Art Blocks sale and price prediction

9 min readSep 19, 2021

Given the recent surge in NFT sales and prices, especially in generative NFTs such as those from Art Blocks, it would be interesting to see if the number of sales and the price of a collection can be predicted. This article makes use of some simple statistical & machine learning models to predict whether a collection from Art Blocks minted before August 1st 2021 will have a resale in the secondary market in August; and how much the collection will be sold for in August. Credits to Flipside Crypto for providing the data needed to build these prediction models.

In general, there are two levels of predictions you can do:

Collection level prediction: To predict which collection would be sold in August and how much it would be sold for. i.e. among all the collections / projects in Art Blocks, based on the different features of each collection such as duration of the mint, number of tokens minted or average sale price, which collection will have sales in August and for how much.
Token level prediction: To predict which specific token within the same collection will have sales in August and how much would it be sold for. i.e. within the Chromie Squiggle collection, based on the different traits and features, which one specific token will have sales in August and for how much.
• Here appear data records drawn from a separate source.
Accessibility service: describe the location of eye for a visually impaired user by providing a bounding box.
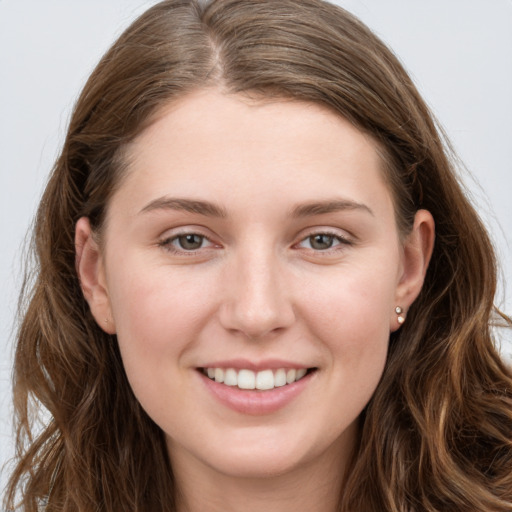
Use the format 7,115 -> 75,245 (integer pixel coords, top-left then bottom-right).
298,233 -> 350,251
159,233 -> 214,253
172,233 -> 205,251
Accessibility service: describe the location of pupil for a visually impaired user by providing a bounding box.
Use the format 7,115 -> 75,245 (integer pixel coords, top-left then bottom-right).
310,235 -> 334,251
179,235 -> 203,251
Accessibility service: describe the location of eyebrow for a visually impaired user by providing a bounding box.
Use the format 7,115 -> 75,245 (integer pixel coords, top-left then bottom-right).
139,196 -> 374,218
139,196 -> 227,218
292,199 -> 375,217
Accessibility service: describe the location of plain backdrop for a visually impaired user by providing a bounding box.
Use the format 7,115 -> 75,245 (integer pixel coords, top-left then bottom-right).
0,0 -> 512,496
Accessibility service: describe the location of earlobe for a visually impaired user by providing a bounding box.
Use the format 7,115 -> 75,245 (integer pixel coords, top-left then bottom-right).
75,217 -> 116,334
391,210 -> 435,331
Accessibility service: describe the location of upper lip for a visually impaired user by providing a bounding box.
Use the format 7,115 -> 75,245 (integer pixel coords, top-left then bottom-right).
200,359 -> 314,372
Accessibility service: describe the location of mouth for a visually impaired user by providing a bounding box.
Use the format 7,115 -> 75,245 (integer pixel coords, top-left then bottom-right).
199,367 -> 317,391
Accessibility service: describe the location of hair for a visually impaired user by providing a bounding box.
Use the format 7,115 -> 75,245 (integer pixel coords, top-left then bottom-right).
5,0 -> 512,512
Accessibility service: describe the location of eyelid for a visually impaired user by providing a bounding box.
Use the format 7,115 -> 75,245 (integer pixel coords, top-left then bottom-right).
294,226 -> 354,254
157,226 -> 219,256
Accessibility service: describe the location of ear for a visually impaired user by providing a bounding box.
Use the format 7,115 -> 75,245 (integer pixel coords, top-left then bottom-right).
75,217 -> 116,334
391,210 -> 435,331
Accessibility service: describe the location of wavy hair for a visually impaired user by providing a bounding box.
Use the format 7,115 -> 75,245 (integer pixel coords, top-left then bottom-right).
5,0 -> 512,512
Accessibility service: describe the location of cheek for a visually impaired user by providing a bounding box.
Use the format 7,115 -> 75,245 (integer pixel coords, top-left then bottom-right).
105,264 -> 212,372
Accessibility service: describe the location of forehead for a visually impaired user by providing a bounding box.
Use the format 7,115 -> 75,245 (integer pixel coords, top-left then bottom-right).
111,89 -> 392,220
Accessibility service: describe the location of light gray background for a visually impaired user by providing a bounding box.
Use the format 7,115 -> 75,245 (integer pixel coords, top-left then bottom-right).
0,0 -> 512,496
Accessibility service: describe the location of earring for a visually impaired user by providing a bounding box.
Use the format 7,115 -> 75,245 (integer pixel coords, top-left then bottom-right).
395,306 -> 405,325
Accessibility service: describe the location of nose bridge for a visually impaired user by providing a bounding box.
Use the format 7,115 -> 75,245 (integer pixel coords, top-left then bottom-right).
222,237 -> 294,339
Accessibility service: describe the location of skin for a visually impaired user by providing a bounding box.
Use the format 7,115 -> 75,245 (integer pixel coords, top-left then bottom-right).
76,89 -> 434,512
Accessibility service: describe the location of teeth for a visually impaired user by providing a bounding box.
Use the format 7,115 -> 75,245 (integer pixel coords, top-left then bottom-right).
203,368 -> 307,391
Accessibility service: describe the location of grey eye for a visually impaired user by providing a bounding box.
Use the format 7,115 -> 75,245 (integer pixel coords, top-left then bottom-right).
175,233 -> 204,251
308,233 -> 336,251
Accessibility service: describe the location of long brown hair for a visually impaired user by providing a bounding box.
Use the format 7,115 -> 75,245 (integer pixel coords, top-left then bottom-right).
5,0 -> 512,512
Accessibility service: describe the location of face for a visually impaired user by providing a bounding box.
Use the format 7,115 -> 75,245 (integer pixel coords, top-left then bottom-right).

Since each collection is different and will have different token level features and traits, the token sale or price prediction needs to be built for each individual collection. This article will only focus on the collection level prediction for all Art Blocks projects.

Data

Art Blocks collection data consolidated by Flipside Crypto is transformed into two structures:

Time-series data: contains time-dependent information of the collection i.e. sales volume and price. This data structure is used for regression models.

Non-time series data: contains static non-time dependent information of the collection i.e. artist name, aspect ratio, curation status etc. This data structure is used for machine learning models i.e. Decision Tree, Random Forest, Gradient Boosting.

Example of the non-time series collection data

Data fields directly from the Flipside Crypto database i.e. artist, aspect_ratio, curation_status etc. along with the fields created by myself as shown below are used to train the predictive models.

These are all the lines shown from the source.